Seuls ceux dont les regards sont dirigés dans la bonne direction peuvent s’attendre à l’aide du Sacrificateur. Aider un homme à marcher sur une fausse route n’est pas une aide en réalité. Le croyant insouciant et mondain ne bénéficiera pas non plus l’aide du Sacrificateur.

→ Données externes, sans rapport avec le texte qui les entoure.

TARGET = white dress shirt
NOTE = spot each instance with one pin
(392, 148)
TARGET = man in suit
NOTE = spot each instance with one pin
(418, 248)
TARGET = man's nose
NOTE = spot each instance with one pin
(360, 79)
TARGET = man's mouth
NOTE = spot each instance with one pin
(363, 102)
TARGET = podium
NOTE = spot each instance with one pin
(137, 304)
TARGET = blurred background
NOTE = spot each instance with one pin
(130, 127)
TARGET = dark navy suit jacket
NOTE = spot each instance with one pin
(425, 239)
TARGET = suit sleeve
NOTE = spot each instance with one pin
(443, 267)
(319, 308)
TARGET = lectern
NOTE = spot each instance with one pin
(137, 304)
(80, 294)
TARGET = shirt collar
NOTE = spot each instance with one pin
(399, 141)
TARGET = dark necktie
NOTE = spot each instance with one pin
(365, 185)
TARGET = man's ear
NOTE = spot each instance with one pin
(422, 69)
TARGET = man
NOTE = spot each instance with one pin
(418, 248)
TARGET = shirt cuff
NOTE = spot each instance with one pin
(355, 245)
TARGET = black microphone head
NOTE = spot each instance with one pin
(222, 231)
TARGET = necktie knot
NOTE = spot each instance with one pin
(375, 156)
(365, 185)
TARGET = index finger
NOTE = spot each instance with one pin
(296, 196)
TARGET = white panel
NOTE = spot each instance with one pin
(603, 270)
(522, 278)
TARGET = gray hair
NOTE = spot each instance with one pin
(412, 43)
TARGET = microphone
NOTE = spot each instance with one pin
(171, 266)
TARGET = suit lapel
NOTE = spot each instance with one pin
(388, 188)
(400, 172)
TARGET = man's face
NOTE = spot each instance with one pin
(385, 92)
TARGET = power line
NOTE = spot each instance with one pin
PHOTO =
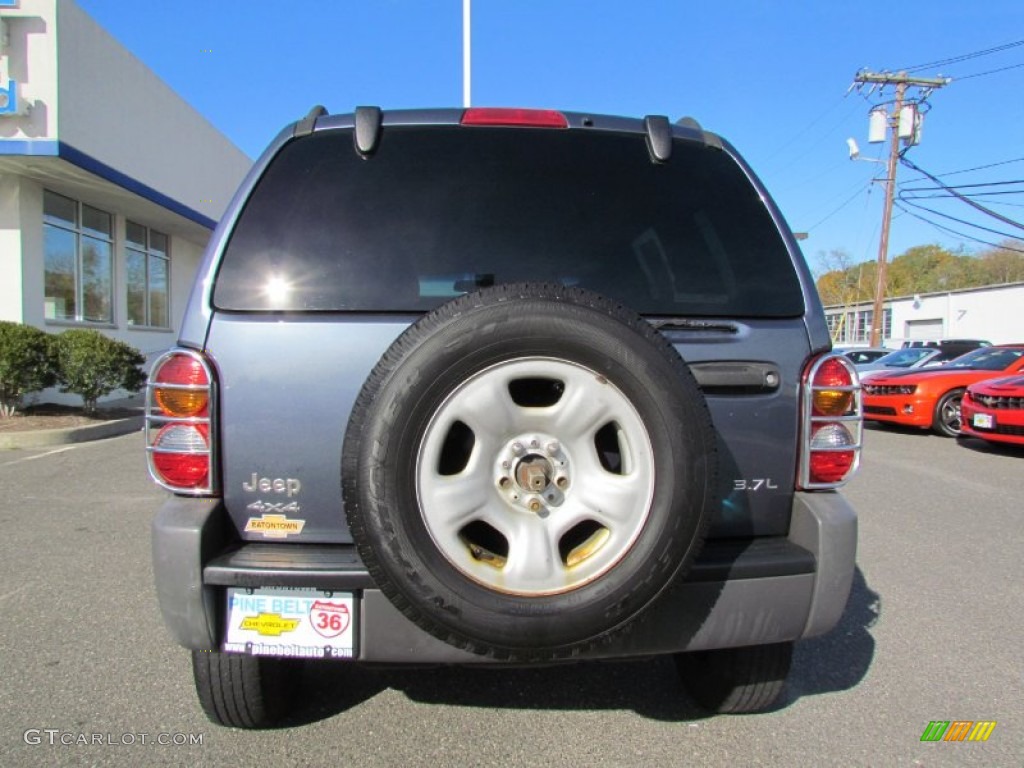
(980, 167)
(954, 232)
(964, 57)
(990, 72)
(978, 206)
(958, 220)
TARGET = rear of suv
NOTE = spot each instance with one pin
(500, 386)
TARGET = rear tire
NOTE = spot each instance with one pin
(243, 691)
(735, 680)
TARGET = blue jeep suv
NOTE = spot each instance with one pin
(500, 386)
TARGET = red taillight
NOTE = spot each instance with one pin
(833, 421)
(186, 389)
(178, 423)
(517, 118)
(181, 456)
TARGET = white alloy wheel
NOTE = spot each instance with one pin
(535, 476)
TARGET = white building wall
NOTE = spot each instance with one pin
(32, 253)
(117, 111)
(990, 312)
(31, 60)
(10, 248)
(993, 312)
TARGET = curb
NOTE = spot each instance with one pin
(50, 437)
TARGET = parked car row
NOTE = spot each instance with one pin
(915, 355)
(973, 394)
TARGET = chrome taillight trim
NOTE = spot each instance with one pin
(156, 420)
(853, 420)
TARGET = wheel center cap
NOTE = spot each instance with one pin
(534, 473)
(531, 472)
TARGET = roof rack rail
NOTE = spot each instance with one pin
(710, 139)
(368, 129)
(305, 126)
(658, 137)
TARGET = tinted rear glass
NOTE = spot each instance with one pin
(439, 211)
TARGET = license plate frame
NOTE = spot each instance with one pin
(291, 622)
(983, 421)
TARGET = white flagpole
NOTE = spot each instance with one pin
(466, 58)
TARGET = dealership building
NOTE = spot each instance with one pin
(110, 183)
(991, 312)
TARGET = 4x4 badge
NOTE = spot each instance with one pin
(274, 526)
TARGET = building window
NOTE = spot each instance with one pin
(78, 261)
(147, 267)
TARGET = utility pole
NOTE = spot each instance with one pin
(902, 81)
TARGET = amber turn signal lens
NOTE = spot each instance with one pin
(181, 371)
(832, 401)
(181, 402)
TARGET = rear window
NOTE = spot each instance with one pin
(437, 212)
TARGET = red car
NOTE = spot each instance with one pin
(994, 410)
(930, 398)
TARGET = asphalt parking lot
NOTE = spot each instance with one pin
(932, 632)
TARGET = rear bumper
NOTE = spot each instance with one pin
(739, 592)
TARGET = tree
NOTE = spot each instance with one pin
(843, 282)
(1004, 263)
(91, 365)
(27, 365)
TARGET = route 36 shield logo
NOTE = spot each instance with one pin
(330, 620)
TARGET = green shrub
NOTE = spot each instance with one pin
(91, 365)
(27, 364)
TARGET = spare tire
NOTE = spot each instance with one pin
(526, 468)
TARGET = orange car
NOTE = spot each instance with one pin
(930, 398)
(994, 411)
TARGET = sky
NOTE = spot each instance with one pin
(772, 76)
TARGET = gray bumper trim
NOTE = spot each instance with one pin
(825, 524)
(762, 591)
(187, 532)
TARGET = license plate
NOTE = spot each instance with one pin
(285, 622)
(984, 421)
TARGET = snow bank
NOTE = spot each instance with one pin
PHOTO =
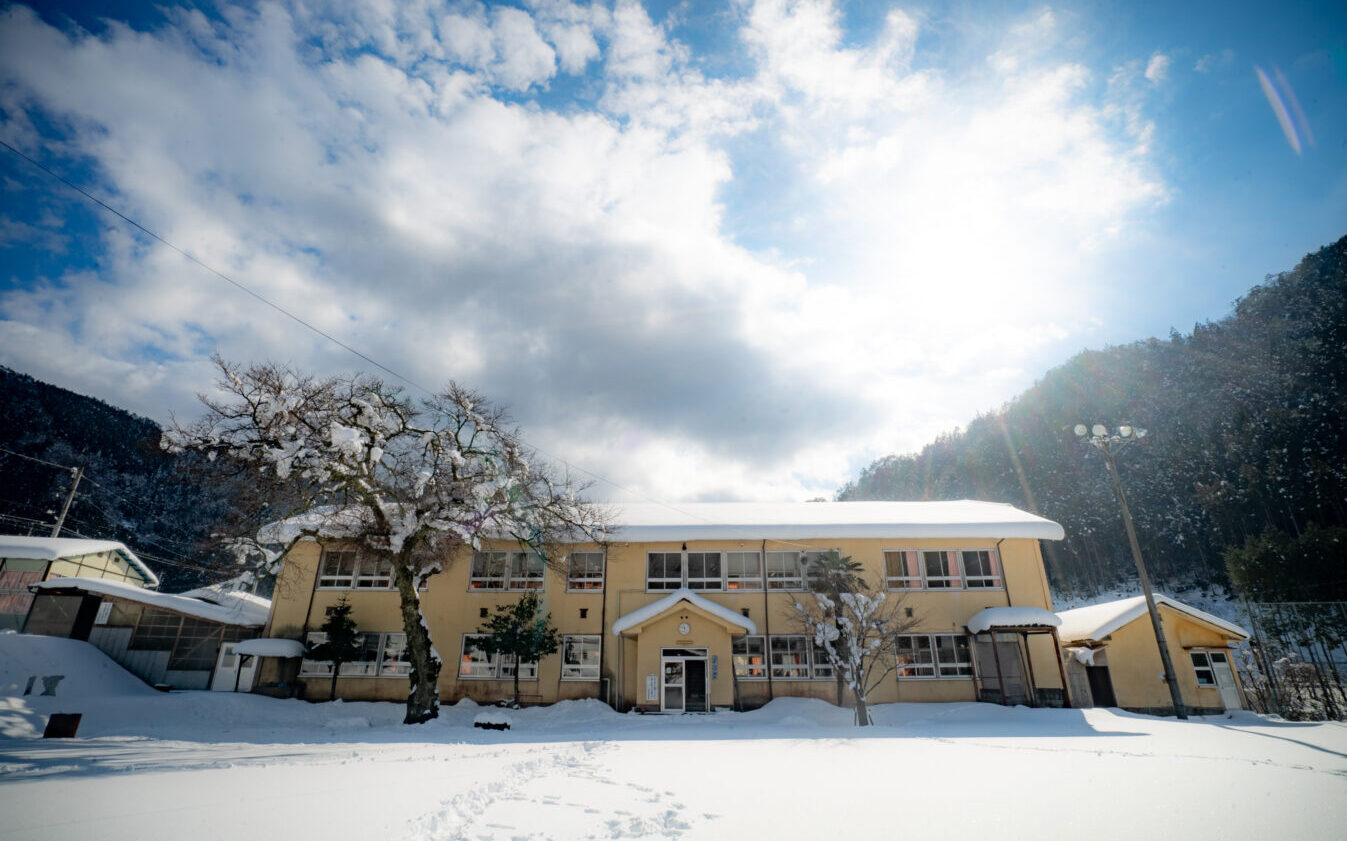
(1012, 617)
(271, 647)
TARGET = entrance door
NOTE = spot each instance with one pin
(1225, 679)
(1006, 657)
(683, 681)
(226, 670)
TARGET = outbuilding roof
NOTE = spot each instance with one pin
(249, 611)
(1097, 621)
(55, 549)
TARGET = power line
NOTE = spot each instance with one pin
(313, 328)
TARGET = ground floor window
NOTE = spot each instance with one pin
(790, 658)
(935, 655)
(1202, 667)
(579, 657)
(381, 655)
(476, 663)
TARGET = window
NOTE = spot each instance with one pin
(791, 657)
(749, 658)
(338, 568)
(345, 568)
(979, 569)
(935, 655)
(703, 572)
(784, 570)
(375, 573)
(381, 655)
(663, 570)
(501, 570)
(586, 572)
(579, 657)
(526, 572)
(742, 572)
(795, 658)
(901, 569)
(1202, 667)
(940, 569)
(476, 663)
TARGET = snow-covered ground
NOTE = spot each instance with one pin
(221, 766)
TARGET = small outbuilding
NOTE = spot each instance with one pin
(178, 640)
(26, 561)
(1114, 661)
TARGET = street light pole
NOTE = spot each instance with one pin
(1106, 444)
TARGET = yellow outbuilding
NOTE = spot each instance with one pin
(1115, 661)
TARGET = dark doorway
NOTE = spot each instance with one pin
(695, 686)
(1101, 686)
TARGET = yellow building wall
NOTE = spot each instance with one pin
(453, 609)
(1137, 671)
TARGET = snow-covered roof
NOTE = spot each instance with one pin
(247, 612)
(1098, 621)
(643, 522)
(55, 549)
(660, 605)
(1012, 617)
(271, 647)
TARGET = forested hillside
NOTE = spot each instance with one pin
(1246, 454)
(132, 491)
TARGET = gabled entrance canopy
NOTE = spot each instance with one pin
(640, 617)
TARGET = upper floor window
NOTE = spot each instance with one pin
(503, 570)
(585, 572)
(942, 569)
(742, 570)
(346, 568)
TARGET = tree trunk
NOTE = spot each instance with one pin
(862, 712)
(423, 697)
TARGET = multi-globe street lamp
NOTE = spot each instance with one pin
(1110, 442)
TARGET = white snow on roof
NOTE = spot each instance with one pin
(1012, 617)
(239, 612)
(271, 647)
(1097, 621)
(640, 522)
(658, 607)
(55, 549)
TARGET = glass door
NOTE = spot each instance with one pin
(672, 697)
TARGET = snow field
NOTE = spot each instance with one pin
(221, 766)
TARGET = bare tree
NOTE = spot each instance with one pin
(352, 458)
(856, 624)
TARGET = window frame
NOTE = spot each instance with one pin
(501, 665)
(376, 642)
(1210, 669)
(508, 574)
(587, 582)
(935, 667)
(582, 670)
(959, 578)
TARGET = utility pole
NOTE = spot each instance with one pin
(70, 497)
(1106, 444)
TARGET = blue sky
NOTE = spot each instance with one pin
(705, 250)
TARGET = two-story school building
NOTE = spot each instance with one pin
(688, 608)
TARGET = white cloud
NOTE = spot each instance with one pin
(1157, 69)
(919, 236)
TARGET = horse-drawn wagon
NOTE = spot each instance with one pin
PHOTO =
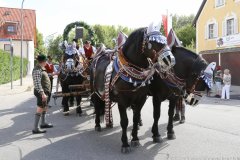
(74, 78)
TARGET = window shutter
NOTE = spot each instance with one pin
(224, 28)
(235, 25)
(206, 31)
(215, 30)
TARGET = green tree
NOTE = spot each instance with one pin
(40, 48)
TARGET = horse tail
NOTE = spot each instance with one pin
(99, 106)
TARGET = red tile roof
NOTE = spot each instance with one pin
(8, 15)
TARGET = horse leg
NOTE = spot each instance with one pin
(65, 100)
(170, 134)
(98, 105)
(124, 125)
(136, 120)
(156, 115)
(71, 101)
(79, 109)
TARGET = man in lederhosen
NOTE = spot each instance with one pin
(42, 87)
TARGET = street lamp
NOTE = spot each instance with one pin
(21, 64)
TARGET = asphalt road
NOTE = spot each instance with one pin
(211, 131)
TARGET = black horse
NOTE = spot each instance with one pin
(71, 74)
(188, 79)
(131, 72)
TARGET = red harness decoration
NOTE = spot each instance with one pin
(49, 67)
(88, 52)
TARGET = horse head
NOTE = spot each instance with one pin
(195, 71)
(151, 46)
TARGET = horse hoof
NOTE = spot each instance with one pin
(140, 123)
(109, 125)
(66, 113)
(157, 139)
(126, 150)
(98, 129)
(79, 111)
(182, 121)
(135, 143)
(171, 136)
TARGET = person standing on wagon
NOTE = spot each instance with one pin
(42, 87)
(51, 72)
(227, 84)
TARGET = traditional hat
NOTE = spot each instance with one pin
(41, 58)
(87, 42)
(154, 34)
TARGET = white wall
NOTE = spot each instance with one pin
(27, 51)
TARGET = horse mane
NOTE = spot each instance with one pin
(136, 37)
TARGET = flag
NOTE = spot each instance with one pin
(165, 24)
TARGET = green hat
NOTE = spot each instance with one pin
(41, 58)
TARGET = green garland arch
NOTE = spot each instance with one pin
(70, 26)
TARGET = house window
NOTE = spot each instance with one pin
(211, 31)
(7, 47)
(11, 29)
(219, 3)
(230, 26)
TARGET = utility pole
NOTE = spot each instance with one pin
(21, 63)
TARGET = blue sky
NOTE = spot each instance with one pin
(54, 15)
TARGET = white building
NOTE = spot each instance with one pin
(10, 27)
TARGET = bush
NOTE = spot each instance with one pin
(5, 69)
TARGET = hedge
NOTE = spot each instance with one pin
(5, 74)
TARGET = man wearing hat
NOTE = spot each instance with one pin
(88, 50)
(42, 87)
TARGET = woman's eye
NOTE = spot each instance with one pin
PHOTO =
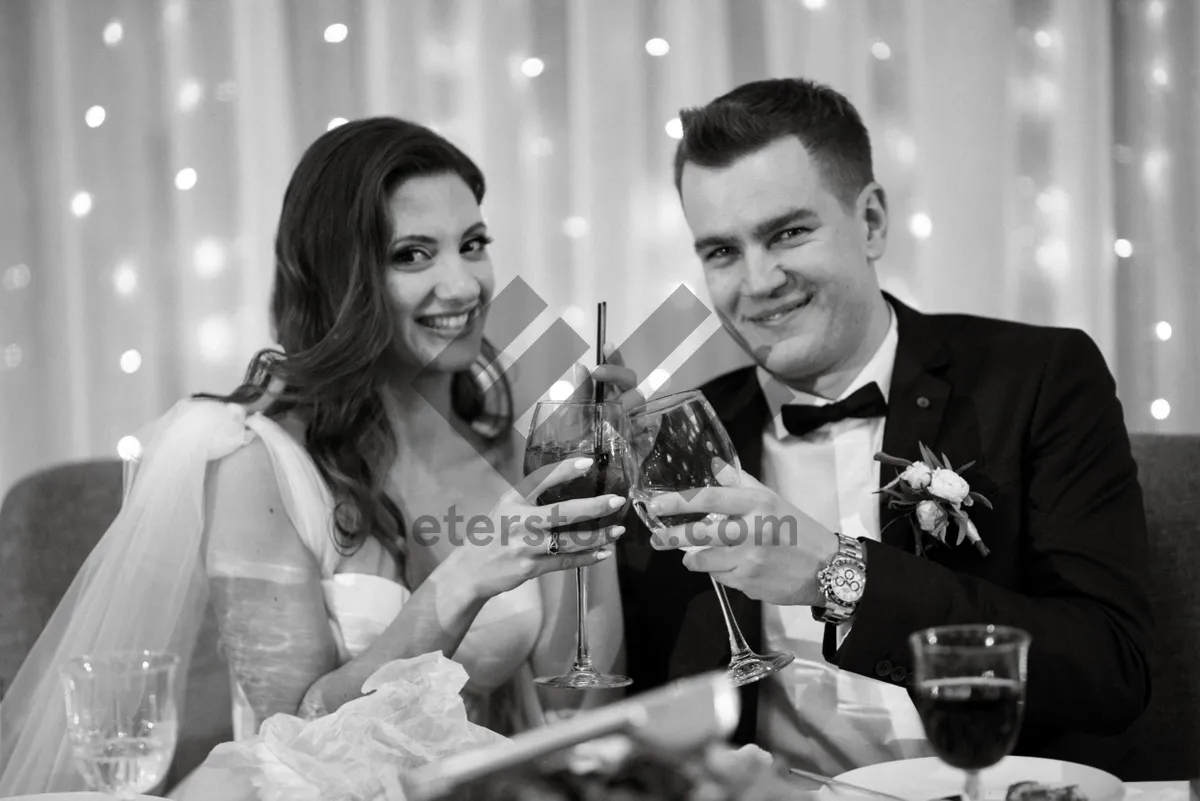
(411, 256)
(477, 245)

Il a besoin du ministère de Jésus comme Avocat afin de toucher sa conscience pour le remettre sur le bon chemin. Le croyant sincère qui reconnaît Jésus comme Seigneur et l’aime de tout son cœur, a besoin des soins du sacrificateur et les obtient. Non seulement il est amené pas à pas en toute sécurité vers le ciel, mais est aussi transporté dans les lieux saints (c’est-à-dire la présence de Dieu réalisée consciemment) déjà maintenant (Héb. 10: 19-22).

Rien de ce qui peut être dit sur le sujet, cependant, ne donnera un tel sentiment de la grâce et de la puissance de Jésus comme Souverain Sacrificateur, qu’un peu d’expérience pratique, acquise en se tournant vers lui dans les moments difficiles et de besoin. Alors, prends garde à l’exhortation: « Approchons-nous donc avec confiance du trône de la grâce afin que nous recevions miséricorde et que nous trouvions grâce pour avoir du secours au moment opportun.» (Héb. 4:16).
Tout cela va nous apprendre à regarder avec joie au Seigneur Jésus comme

LA TÊTE, - qui dirige.
Christ est la Tête de l’Église, de même que le mari est le chef de la femme (Eph. 5:23).
De lui aussi, en tant que chef découle toute nourriture et approvisionnement pour son Corps (Eph. 4:15, 16).
La sagesse, la direction et la nourriture sont des besoins quotidiens, et leur provision n’est pas en nous-mêmes, mais en lui. En tant que chef, il en est la source abondante. «Tenir ferme le chef» (Col. 2:19), c’est l’apprécier et s’attacher à lui en tant que tel, et ainsi vraiment trouver en lui ce qui nous rend heureusement indépendants de la sagesse de l’homme dans le rationalisme (Col. 2: 8), et de sa religion dans le ritualisme (Col. 2: 20-23).
Christ est tout, et ainsi il devient tout pour le cœur du croyant. Nous ne cherchons rien en dehors de lui.

Un mot d’avertissement !
Ne penses pas que chacune de ces étapes dans la connaissance du Christ soit indépendante des autres. Elles sont étroitement liées et se confondent souvent l’une dans l’autre dans l’histoire du croyant.
Le but final est que nous soyons bien établis; que nous ne soyons plus des enfants, mais des hommes accomplis, Christ étant tout pour nous.

 

1) John Bunyan vivait en Angleterre vers 1650. Il a écrit un livre : « Le voyage du pèlerin ». H.-L. Taylor en a repris le thème et adapté pour les enfants sous le titre : « Le voyage du petit pèlerin » traduit en français (1950) dans la Collection Ligue pour la lecture de la Bible.